U.S. involvement in World War I
— Ashley Pauls
By the time the United States declared war on Germany and formally entered World War I in 1917, the conflict had already been raging on the other side of the globe for three long, difficult years. Though it was called the Great War, or the “War to End All Wars,” seeds sewn in this conflict led to a second World War a mere two decades later.
Although tensions had been rising for some time in 1900s Europe, the event that triggered the first World War was the assassination of Archduke Franz Ferdinand of Austria, heir to the throne of Austria-Hungary. The war eventually cost the lives of more than nine million soldiers and seven million civilians.

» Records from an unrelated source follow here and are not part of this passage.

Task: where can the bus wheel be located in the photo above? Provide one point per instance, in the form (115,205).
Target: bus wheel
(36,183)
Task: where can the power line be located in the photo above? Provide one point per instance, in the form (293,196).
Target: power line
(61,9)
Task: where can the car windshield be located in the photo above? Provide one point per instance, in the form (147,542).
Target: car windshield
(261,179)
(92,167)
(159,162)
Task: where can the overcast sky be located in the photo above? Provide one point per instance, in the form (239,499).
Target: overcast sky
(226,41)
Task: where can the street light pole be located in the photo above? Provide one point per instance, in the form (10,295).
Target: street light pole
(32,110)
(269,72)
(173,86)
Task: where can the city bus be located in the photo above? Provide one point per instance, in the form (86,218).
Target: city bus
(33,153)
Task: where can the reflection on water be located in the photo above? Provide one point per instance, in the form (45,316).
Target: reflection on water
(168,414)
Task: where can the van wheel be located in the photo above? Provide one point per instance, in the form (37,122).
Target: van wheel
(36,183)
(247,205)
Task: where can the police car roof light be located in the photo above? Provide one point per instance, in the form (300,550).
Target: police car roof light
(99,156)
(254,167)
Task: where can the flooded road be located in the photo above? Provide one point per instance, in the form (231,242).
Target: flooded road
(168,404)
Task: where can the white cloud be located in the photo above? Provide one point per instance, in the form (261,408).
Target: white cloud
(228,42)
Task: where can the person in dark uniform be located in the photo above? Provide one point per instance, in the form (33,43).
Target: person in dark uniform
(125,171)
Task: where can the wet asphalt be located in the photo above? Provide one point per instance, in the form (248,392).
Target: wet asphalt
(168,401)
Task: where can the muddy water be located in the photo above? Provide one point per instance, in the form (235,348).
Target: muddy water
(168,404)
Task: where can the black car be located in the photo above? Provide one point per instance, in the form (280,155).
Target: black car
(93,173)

While the United States originally took a neutral position in the war, the conflict soon began to spread across the Atlantic. In 1915, a German U-boat sunk a British liner, called the Lusitania, that was carrying 128 U.S. citizens. German submarines continued to attack American ships, and British intelligence intercepted a telegram from Germany seeking an alliance with Mexico.
The United States officially entered World War I on April 6, 1917. More than four million American families sent their sons and daughters to serve in uniform. A total of 116,516 U.S. soldiers gave their lives in combat, and another 200,000 were wounded, a casualty rate even greater than in World War II.
Kansas State University’s World War I Memorial Stadium serves as a memorial to the 48 K-Staters who sacrificed their lives in this conflict. Identical plaques commemorating the veterans are located on the south ends of both West Stadium and East Stadium.